Tian Jinhua, Xie Hailun, Hu Siyuan, Liu Jia
Beijing Key Laboratory of Applied Experimental Psychology, Faculty of Psychology, Beijing Normal University, Beijing, China.
Department of Psychology & Tsinghua Laboratory of Brain and Intelligence, Tsinghua University, Beijing, China.
Front Comput Neurosci. 2021 Mar 10;15:620281. doi: 10.3389/fncom.2021.620281. eCollection 2021.
The increasingly popular application of AI runs the risk of amplifying social bias, such as classifying non-white faces as animals. Recent research has largely attributed this bias to the training data implemented. However, the underlying mechanism is poorly understood; therefore, strategies to rectify the bias are unresolved. Here, we examined a typical deep convolutional neural network (DCNN), VGG-Face, which was trained with a face dataset consisting of more white faces than black and Asian faces. The transfer learning result showed significantly better performance in identifying white faces, similar to the well-known social bias in humans, the other-race effect (ORE). To test whether the effect resulted from the imbalance of face images, we retrained the VGG-Face with a dataset containing more Asian faces, and found a reverse ORE that the newly-trained VGG-Face preferred Asian faces over white faces in identification accuracy. Additionally, when the number of Asian faces and white faces were matched in the dataset, the DCNN did not show any bias. To further examine how imbalanced image input led to the ORE, we performed a representational similarity analysis on VGG-Face's activation. We found that when the dataset contained more white faces, the representation of white faces was more distinct, indexed by smaller in-group similarity and larger representational Euclidean distance. That is, white faces were scattered more sparsely in the representational face space of the VGG-Face than the other faces. Importantly, the distinctiveness of faces was positively correlated with identification accuracy, which explained the ORE observed in the VGG-Face. In summary, our study revealed the mechanism underlying the ORE in DCNNs, which provides a novel approach to studying AI ethics. In addition, the face multidimensional representation theory discovered in humans was also applicable to DCNNs, advocating for future studies to apply more cognitive theories to understand DCNNs' behavior.
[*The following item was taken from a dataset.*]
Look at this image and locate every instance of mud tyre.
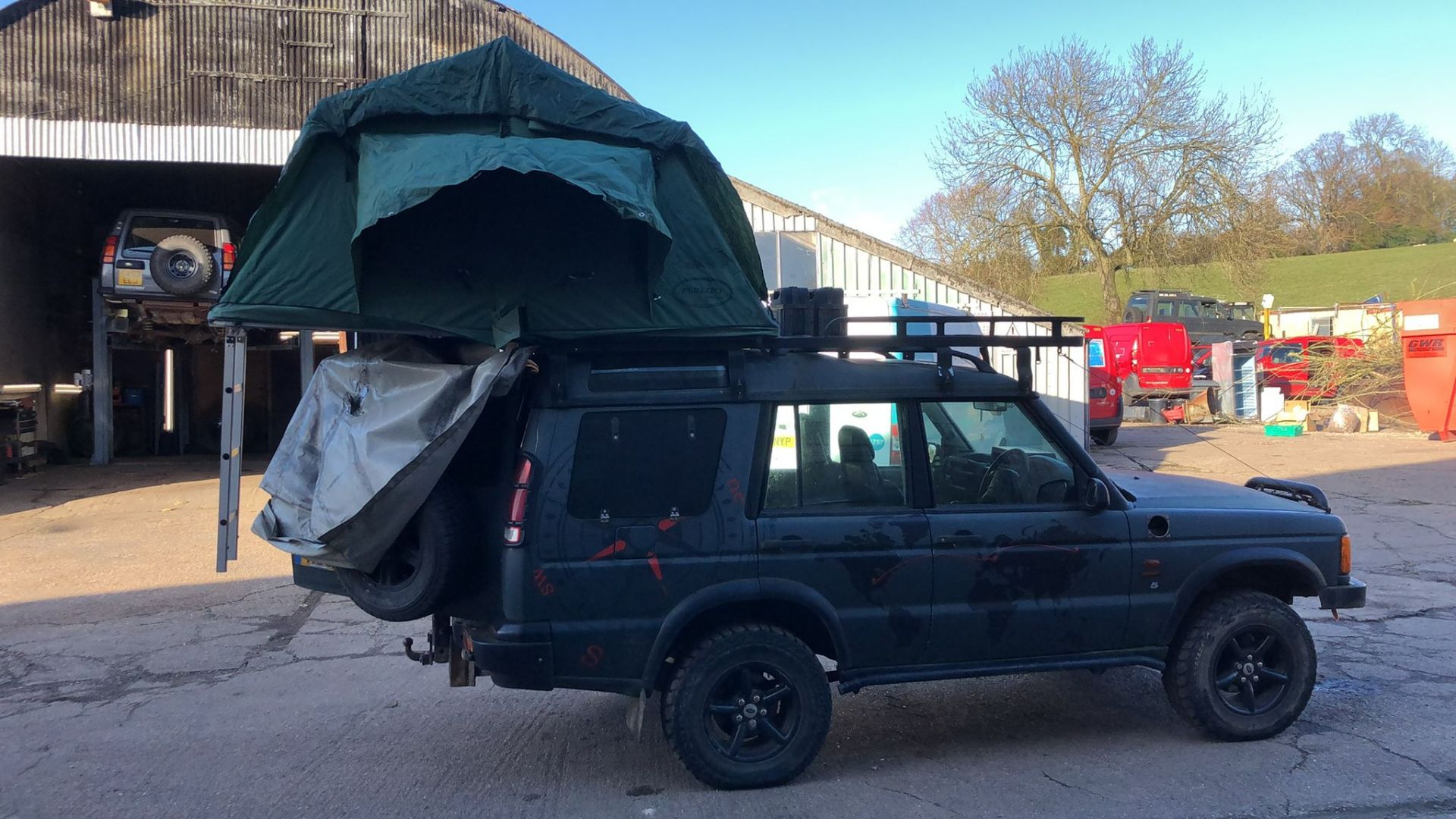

人工智能日益广泛的应用存在加剧社会偏见的风险,比如将非白人面孔归类为动物。近期研究大多将这种偏见归因于所使用的训练数据。然而,其潜在机制却知之甚少;因此,纠正这种偏见的策略也尚未解决。在此,我们研究了一个典型的深度卷积神经网络(DCNN),即VGG - Face,它是用一个面部数据集训练的,其中白人面孔多于黑人和亚洲面孔。迁移学习结果显示,在识别白人面孔方面表现显著更好,这类似于人类中著名的社会偏见——异族效应(ORE)。为了测试这种效应是否由面部图像的不平衡导致,我们用一个包含更多亚洲面孔的数据集对VGG - Face进行重新训练,结果发现了一种反向的ORE,即新训练的VGG - Face在识别准确性上更倾向于亚洲面孔而非白人面孔。此外,当数据集中亚洲面孔和白人面孔数量相匹配时,深度卷积神经网络没有表现出任何偏见。为了进一步研究不平衡的图像输入是如何导致ORE的,我们对VGG - Face的激活进行了表征相似性分析。我们发现,当数据集中包含更多白人面孔时,白人面孔的表征更加独特,其指标是组内相似性更小和表征欧几里得距离更大。也就是说,在VGG - Face的表征面部空间中,白人面孔比其他面孔分布得更稀疏。重要的是,面孔的独特性与识别准确性呈正相关,这解释了在VGG - Face中观察到的ORE。总之,我们的研究揭示了深度卷积神经网络中ORE的潜在机制,这为研究人工智能伦理提供了一种新方法。此外,在人类中发现的面部多维表征理论也适用于深度卷积神经网络,倡导未来的研究应用更多认知理论来理解深度卷积神经网络的行为。